Se nos ocurrió viendo que la mayoría de los productos que se ofrecían en el mercado sin TACC eran envasados, con poca variedad, duros, sin fijarse mucho en las texturas. Hoy por suerte hay más variedad, con casas, restaurantes y pastelerías sin TACC. Hay un poco más de competencia. Se empieza a reconocer que no por ser celíaco hay que contentarse con comer comida insípida, sin gusto, seca. Hay más conciencia sobre eso. Mi pareja, Horacio es celíaco y yo le preparaba platos variados a él. Y así noté que a sus hijos que no lo son les empezaban a gustar mis platos sin TACC, que tenían mucho sabor y eran muy variados. Yo tenía en mente más un restaurante y él un lugar para llevar. Siempre con un negocio libre de gluten.

“ A mediados del 2014 abrimos Cooking Time gluten free como un restaurante y cafetería sin TACC, que funcionó hasta fines de 2015. En enero de 2016 abrimos nuevamente el local, pero solo ofreciendo comida para llevar. Las dos cosas las hicimos tal cual la pensamos. Desistimos de la primera opción, a pesar de que nos iba bien, más que nada porque buscábamos un emprendimiento más tranquilo y no tan estresante. Yo soy enfermera, trabajaba en el Sanatorio Anchorena y Horacio, que es muy emprendedor, me dijo de armar el emprendimiento.

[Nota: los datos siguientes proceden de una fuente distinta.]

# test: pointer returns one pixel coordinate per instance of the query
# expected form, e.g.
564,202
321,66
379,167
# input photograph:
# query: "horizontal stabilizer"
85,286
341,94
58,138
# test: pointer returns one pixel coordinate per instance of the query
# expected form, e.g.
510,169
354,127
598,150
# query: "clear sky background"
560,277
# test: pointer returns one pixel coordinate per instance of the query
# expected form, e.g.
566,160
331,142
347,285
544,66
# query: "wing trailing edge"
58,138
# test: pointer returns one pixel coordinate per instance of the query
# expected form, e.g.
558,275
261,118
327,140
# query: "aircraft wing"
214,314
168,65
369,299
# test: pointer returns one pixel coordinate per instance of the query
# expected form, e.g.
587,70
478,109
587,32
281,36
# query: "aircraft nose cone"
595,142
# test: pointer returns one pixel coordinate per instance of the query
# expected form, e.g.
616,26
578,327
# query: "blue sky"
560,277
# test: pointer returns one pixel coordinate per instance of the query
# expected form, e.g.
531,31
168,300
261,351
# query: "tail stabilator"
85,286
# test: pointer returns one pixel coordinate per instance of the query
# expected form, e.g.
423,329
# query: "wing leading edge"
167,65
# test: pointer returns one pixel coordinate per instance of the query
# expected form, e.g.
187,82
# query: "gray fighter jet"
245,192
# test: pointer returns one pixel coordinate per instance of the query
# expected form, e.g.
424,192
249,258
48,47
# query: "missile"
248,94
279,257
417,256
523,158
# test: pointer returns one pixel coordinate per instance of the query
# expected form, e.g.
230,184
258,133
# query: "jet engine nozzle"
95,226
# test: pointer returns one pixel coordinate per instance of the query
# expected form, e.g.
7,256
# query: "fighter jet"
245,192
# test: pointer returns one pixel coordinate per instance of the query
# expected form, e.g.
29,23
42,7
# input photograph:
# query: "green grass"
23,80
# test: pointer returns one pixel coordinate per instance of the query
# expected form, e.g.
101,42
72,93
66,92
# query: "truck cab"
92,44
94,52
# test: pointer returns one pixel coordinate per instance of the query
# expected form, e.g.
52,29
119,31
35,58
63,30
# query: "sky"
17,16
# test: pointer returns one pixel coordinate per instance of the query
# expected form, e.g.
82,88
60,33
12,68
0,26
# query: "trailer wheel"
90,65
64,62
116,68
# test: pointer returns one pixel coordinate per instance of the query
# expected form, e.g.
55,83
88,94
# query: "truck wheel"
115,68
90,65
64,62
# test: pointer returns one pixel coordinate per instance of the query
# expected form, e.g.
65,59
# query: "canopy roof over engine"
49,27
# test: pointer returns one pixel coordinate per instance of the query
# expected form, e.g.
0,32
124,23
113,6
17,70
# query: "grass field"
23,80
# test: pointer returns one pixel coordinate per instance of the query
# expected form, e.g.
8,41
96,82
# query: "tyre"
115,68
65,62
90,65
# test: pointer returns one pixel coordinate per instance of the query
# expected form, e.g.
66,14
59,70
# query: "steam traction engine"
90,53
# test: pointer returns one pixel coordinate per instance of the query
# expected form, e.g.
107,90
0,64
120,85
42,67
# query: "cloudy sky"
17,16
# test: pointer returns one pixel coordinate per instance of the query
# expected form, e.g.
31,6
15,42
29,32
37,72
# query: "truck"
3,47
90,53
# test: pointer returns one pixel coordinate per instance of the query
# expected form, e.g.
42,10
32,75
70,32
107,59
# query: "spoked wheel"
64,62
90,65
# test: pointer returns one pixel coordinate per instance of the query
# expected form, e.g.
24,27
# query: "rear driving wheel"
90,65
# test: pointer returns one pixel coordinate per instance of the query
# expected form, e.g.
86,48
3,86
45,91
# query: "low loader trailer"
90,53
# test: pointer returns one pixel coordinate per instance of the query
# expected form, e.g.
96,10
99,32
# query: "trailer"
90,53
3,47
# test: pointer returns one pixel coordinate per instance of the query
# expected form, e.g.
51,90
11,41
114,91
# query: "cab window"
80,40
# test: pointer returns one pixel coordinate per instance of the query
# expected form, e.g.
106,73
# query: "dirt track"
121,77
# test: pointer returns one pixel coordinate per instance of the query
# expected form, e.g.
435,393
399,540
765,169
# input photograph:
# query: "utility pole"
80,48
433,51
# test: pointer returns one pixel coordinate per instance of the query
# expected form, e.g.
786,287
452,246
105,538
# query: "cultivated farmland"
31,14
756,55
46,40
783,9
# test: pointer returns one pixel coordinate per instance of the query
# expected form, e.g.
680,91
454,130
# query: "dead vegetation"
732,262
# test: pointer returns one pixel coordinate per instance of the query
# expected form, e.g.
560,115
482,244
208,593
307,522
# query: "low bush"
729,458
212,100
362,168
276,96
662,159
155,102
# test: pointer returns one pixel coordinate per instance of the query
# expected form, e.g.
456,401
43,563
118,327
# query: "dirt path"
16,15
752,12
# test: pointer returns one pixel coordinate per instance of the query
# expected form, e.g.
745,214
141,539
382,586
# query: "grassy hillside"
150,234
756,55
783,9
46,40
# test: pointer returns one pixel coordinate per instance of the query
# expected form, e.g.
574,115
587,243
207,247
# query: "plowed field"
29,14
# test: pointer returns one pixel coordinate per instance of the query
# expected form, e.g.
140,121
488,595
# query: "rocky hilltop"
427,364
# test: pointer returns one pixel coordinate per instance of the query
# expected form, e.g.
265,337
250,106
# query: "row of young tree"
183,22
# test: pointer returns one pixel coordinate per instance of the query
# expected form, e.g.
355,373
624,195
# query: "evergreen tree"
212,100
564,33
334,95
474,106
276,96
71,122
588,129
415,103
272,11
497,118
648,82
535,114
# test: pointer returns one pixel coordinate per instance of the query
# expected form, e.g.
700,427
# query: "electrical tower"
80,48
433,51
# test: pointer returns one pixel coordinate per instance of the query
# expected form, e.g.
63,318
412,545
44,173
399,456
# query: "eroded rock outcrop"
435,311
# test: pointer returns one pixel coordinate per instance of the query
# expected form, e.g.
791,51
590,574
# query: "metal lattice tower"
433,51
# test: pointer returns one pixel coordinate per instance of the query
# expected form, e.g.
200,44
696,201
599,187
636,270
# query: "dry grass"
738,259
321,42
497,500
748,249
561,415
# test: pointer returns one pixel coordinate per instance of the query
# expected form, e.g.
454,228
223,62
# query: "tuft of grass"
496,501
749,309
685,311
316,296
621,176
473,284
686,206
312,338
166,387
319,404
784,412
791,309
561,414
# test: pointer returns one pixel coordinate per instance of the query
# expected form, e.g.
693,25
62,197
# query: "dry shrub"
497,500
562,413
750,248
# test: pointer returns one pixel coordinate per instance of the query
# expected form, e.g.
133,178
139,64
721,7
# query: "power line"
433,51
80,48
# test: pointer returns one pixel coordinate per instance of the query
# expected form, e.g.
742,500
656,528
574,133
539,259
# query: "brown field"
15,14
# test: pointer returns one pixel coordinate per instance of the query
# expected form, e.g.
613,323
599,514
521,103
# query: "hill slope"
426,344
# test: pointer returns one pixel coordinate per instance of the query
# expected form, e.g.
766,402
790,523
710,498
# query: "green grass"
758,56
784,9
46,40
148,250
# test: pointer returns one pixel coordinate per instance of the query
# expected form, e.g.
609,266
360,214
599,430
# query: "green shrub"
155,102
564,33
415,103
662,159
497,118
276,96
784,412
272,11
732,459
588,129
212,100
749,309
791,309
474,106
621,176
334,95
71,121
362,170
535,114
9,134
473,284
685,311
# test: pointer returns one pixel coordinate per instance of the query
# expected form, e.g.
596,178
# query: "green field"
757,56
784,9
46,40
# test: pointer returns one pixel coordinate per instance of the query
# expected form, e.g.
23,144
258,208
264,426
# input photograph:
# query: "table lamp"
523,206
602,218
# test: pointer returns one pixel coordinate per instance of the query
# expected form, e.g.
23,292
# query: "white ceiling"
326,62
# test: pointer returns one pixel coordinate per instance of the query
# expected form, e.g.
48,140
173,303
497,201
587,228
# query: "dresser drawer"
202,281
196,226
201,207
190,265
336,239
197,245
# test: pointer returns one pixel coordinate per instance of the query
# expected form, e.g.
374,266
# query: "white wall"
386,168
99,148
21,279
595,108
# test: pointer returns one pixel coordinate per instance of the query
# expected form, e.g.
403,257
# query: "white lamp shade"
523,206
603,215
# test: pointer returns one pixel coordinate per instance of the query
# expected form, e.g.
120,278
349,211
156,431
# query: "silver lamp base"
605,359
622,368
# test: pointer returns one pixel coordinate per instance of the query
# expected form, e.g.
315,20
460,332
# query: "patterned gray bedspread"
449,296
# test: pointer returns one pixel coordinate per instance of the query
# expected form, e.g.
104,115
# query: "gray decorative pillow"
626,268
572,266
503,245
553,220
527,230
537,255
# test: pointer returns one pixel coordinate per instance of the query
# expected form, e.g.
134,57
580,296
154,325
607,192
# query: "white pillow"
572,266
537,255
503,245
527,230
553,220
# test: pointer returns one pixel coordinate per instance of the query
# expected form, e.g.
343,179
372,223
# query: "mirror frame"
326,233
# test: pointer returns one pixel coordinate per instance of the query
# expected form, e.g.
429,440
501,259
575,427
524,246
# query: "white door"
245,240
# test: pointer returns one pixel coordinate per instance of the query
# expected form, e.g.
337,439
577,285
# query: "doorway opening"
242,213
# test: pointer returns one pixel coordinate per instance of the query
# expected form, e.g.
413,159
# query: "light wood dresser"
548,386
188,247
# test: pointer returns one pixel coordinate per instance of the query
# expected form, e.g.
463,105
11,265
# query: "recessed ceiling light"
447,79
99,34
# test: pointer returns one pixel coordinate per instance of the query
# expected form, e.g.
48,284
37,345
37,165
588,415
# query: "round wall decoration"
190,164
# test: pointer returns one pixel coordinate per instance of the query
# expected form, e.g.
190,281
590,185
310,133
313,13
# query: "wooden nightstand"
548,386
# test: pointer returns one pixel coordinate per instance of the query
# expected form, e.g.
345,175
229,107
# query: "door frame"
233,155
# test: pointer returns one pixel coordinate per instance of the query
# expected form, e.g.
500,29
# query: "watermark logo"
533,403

A partir de ahí tomé distintos cursos de especialización y manejo de harinas. Horacio me vio tan entusiasmada que me propuso poner un local a la calle de alimentos sin TACC. Lo libre de gluten no tiene nada que ver con la cocina y la pastelería tradicional. Son harinas y masas distintas”, cuenta Natalí.

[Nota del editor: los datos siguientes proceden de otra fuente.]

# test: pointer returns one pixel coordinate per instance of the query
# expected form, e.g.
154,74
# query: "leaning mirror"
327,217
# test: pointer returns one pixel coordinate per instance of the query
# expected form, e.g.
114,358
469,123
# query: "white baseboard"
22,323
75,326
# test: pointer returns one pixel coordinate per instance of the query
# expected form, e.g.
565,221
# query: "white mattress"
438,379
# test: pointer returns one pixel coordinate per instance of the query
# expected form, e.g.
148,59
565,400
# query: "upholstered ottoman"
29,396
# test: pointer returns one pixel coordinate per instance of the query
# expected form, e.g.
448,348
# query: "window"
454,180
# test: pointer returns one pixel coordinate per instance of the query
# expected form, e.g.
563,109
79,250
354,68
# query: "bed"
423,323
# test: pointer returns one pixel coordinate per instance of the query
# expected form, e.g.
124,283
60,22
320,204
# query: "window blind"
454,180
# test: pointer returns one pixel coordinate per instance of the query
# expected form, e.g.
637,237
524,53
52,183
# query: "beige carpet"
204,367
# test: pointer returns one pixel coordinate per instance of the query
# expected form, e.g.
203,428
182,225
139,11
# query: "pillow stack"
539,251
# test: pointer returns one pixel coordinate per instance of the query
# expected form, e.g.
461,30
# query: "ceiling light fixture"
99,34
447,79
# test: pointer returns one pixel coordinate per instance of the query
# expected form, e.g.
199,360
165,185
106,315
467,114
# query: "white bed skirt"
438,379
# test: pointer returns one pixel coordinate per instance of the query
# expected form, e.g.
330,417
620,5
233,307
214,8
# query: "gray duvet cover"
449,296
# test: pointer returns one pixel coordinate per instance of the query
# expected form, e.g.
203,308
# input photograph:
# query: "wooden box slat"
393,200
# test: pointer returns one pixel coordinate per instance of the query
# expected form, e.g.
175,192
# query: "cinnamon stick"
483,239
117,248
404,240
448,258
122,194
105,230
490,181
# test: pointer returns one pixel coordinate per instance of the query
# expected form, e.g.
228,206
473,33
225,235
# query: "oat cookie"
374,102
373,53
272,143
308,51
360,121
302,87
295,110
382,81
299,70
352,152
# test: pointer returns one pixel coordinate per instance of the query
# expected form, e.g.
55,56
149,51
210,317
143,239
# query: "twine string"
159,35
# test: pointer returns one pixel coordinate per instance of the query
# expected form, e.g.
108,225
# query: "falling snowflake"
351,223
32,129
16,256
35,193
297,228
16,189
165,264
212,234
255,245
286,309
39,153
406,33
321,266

¿Qué es lo más grato de este emprendimiento?

El reconocimiento de parte del cliente, que viene y se sorprende de encontrar todo tipo de productos libre de gluten.  Estoy feliz por este logro y trato de vivirlo paso a paso. Pendiente el llegar a cada vez más gente.

¿Cómo lo financiaste?

Con ahorros, con cuotas, tanto de equipamiento y un préstamo muy chiquito en el banco. Tuvimos dos años para preparar todo y ver viendo tema financiamiento.

¿Que esperan para el futuro de Cooking Time Gluten Free?

Hoy nuestros clientes no son solo personas celíacas, sino también aquellos que eligen llevar una dieta sana y libre de gluten. Para lo que resta del año queremos reforzar la marca, mejorar la estructura del local y elaborar nuevos productos. Para los próximos años espero seguir consolidándome con el negocio, que Cooking Time sea un referente en el mercado en materia de comida sin TACC, conocido en todos lados.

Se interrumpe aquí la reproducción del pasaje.